Here, the kids in the audience become Max's wild things, and there's plenty of opportunity for audience participation.
—Joff Schmidt, reviewer
The rumpus in Manitoba Theatre for Young People's latest production of Where the Wild Things Are is a bit more well-mannered than wild. But that won't keep your little wild things from having a lot of fun with it.
This stage version (which premiered at MTYP in 2002) is based on Maurice Sendak's classic 1963 picture book - a story that's delightfully anarchic, but slight. And that shows in this hour-long production, with a few moments that seem to stretch out a thin story.

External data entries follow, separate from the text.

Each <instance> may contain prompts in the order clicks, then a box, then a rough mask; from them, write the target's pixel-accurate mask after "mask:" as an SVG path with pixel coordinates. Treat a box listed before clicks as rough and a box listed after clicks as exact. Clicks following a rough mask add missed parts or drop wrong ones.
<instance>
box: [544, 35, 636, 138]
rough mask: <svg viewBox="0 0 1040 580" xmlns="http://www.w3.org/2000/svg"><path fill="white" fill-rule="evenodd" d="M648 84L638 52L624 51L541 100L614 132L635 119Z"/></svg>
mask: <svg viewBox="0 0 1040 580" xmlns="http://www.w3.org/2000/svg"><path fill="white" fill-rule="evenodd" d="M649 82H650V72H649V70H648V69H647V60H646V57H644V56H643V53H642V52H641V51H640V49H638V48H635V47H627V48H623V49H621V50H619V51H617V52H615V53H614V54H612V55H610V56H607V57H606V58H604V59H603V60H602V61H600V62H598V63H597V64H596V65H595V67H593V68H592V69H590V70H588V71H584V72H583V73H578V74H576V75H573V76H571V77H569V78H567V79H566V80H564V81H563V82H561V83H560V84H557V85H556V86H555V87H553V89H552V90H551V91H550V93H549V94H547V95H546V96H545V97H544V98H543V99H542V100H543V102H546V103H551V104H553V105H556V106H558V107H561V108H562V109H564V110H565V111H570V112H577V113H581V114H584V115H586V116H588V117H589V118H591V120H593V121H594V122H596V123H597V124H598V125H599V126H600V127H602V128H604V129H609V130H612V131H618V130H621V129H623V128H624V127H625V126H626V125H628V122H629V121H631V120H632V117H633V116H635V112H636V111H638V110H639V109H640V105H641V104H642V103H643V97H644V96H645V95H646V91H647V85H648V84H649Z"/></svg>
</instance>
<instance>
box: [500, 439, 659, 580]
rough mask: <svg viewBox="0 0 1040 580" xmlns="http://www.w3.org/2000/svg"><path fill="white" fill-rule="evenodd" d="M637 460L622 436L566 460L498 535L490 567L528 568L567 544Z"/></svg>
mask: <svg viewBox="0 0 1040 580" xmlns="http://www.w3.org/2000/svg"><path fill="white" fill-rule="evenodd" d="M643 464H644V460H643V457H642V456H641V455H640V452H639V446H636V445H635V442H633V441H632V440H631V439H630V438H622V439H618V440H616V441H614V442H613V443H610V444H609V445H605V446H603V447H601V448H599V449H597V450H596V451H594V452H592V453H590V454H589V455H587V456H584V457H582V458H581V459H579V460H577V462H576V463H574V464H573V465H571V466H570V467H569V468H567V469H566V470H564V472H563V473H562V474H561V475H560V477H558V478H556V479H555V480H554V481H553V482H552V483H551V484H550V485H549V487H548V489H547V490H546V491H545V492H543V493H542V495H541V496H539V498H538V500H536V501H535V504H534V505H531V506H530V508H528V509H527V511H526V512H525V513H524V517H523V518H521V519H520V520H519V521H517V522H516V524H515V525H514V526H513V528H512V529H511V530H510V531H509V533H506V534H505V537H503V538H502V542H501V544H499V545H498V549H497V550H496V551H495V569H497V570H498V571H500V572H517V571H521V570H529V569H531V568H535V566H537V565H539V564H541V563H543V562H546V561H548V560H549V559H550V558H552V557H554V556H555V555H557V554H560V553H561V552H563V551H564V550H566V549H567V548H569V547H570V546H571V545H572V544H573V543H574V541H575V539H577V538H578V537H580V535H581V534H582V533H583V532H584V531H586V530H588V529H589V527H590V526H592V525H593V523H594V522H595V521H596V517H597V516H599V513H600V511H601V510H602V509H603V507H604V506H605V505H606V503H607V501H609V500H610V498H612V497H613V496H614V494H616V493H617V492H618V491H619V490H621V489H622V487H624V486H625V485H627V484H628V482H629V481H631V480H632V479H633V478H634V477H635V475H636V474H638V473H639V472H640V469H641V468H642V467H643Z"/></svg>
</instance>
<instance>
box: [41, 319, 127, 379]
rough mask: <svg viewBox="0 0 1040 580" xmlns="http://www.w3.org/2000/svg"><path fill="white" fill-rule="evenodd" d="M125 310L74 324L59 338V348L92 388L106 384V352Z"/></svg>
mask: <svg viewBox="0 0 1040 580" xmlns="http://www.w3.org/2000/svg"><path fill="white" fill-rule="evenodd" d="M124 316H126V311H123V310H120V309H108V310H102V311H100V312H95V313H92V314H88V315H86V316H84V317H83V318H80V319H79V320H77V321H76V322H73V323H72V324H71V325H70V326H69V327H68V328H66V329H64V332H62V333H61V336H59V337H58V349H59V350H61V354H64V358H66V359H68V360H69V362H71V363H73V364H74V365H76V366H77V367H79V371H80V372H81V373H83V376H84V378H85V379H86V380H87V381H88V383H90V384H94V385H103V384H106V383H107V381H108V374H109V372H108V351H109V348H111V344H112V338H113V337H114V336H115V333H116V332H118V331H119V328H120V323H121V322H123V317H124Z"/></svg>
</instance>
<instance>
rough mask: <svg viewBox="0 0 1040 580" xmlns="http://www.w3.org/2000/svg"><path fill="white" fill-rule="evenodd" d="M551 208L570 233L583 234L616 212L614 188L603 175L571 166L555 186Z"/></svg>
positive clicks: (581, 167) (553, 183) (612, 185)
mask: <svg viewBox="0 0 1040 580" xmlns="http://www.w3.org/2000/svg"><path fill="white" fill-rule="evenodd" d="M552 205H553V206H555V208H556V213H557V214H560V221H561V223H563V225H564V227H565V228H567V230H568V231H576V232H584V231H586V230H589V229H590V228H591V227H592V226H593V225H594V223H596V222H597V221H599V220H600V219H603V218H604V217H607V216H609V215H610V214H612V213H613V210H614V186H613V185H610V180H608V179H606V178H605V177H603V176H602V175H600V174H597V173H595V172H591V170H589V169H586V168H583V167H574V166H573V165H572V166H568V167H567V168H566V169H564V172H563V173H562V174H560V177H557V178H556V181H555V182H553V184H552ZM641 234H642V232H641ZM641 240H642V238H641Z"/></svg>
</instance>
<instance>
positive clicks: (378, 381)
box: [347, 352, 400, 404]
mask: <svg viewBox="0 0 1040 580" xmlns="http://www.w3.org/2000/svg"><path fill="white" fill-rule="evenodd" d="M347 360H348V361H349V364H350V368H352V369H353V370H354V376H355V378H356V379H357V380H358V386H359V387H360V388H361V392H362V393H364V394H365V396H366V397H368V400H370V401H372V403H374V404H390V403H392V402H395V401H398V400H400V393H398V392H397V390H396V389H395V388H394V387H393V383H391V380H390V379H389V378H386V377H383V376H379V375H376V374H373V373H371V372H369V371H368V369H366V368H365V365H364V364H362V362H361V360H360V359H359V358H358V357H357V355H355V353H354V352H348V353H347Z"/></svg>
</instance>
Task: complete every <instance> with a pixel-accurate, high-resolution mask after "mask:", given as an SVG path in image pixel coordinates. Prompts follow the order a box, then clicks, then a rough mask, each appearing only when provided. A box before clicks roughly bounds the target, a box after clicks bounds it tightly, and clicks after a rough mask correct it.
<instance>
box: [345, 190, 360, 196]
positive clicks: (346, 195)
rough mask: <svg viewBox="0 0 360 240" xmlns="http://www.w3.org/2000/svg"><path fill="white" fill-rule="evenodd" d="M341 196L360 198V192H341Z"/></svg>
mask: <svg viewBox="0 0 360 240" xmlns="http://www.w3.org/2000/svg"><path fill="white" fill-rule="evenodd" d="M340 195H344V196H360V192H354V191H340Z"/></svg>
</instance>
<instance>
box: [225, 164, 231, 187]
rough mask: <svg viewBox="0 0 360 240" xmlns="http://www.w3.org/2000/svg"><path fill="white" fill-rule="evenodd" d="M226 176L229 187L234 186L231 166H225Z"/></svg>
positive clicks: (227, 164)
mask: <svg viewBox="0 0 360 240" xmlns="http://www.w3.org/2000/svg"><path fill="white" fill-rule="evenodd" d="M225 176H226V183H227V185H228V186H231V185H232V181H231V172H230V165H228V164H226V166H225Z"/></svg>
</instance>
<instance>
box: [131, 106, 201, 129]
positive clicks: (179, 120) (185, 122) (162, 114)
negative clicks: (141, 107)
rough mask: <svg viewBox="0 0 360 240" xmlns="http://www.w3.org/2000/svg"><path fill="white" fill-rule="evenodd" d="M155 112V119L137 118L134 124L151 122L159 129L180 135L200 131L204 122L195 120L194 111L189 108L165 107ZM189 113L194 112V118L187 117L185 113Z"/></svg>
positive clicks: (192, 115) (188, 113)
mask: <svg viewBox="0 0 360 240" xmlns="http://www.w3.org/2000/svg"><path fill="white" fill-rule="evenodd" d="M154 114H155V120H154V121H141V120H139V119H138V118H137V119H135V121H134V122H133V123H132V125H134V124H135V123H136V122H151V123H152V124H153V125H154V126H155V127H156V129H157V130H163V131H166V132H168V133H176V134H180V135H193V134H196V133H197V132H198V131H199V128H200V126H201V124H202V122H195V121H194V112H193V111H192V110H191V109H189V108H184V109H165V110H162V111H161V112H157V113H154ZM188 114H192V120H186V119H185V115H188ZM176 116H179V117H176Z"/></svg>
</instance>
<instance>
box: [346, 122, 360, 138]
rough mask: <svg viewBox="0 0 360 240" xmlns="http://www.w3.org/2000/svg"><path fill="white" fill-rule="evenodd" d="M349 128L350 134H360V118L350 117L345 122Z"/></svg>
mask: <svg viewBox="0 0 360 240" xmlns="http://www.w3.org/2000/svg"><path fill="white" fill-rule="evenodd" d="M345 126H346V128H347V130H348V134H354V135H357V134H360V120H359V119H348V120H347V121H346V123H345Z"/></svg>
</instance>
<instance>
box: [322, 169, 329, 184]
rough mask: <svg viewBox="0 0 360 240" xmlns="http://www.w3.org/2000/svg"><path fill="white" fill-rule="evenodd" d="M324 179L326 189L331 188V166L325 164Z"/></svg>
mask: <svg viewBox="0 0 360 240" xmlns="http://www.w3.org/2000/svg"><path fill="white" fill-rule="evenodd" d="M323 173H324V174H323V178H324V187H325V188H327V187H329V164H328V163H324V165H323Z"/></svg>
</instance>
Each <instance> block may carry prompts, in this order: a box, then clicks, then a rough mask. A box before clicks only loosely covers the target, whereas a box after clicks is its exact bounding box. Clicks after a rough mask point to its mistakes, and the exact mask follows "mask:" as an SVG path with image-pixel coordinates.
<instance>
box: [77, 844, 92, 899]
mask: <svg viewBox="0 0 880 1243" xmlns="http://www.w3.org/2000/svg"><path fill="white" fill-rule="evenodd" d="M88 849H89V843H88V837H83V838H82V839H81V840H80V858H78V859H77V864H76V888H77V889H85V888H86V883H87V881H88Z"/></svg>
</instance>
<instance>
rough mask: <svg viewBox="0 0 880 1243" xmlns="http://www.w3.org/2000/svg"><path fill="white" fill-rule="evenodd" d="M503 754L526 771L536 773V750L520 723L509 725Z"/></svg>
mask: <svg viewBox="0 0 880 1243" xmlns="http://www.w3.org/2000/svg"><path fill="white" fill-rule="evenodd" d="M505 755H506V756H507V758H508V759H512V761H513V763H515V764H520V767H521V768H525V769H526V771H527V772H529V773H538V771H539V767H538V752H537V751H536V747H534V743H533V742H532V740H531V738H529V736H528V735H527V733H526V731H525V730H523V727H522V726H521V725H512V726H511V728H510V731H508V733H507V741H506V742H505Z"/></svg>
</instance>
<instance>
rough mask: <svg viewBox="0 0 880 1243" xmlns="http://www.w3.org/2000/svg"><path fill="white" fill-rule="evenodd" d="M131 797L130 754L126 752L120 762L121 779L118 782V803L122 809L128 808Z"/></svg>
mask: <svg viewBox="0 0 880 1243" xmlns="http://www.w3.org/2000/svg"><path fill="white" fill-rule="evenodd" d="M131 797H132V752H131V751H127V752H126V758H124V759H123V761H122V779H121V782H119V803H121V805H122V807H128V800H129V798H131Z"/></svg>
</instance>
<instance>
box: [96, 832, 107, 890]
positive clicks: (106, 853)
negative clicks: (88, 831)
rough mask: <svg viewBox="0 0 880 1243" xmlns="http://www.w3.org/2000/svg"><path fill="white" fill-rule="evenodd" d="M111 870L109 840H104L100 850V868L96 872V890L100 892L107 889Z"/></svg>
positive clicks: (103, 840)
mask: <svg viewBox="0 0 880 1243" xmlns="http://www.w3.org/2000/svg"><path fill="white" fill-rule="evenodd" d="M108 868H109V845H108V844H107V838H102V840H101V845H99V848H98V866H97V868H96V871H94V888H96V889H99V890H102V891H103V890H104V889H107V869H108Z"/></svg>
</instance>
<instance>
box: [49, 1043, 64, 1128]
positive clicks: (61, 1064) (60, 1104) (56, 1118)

But the basic plot remains intact, young Max is sent to bed without dinner for misbehaving, and imagines a land of "wild things" he comes to rule. Here, the kids in the audience become Max's wild things, and there's plenty of opportunity for audience participation. Kids (and adults - we're not let off the hook) will be asked to join in as everything from sea monsters to trees to Max's feral subjects.
The extra help comes in handy, since director Kim Selody's smartly lean production relies on just two actors - Linda Carson, who does double duty as our narrator and Max's mom, and Raes Calvert as Max. They both bring great energy to the show, and do a wonderful job of making their young audience feel welcome to participate - while deftly keeping things from becoming too chaotic.
But if there's room for improvement with Wild Things, it might be to allow for a bit more chaos. The kids at the performance I saw politely waited for permission to get up and begin the "wild rumpus" that ends Max's reign as king of the wild things. A sign that the ground rules for the show had been well established, but also that there's probably room for the show to relax the reins a bit.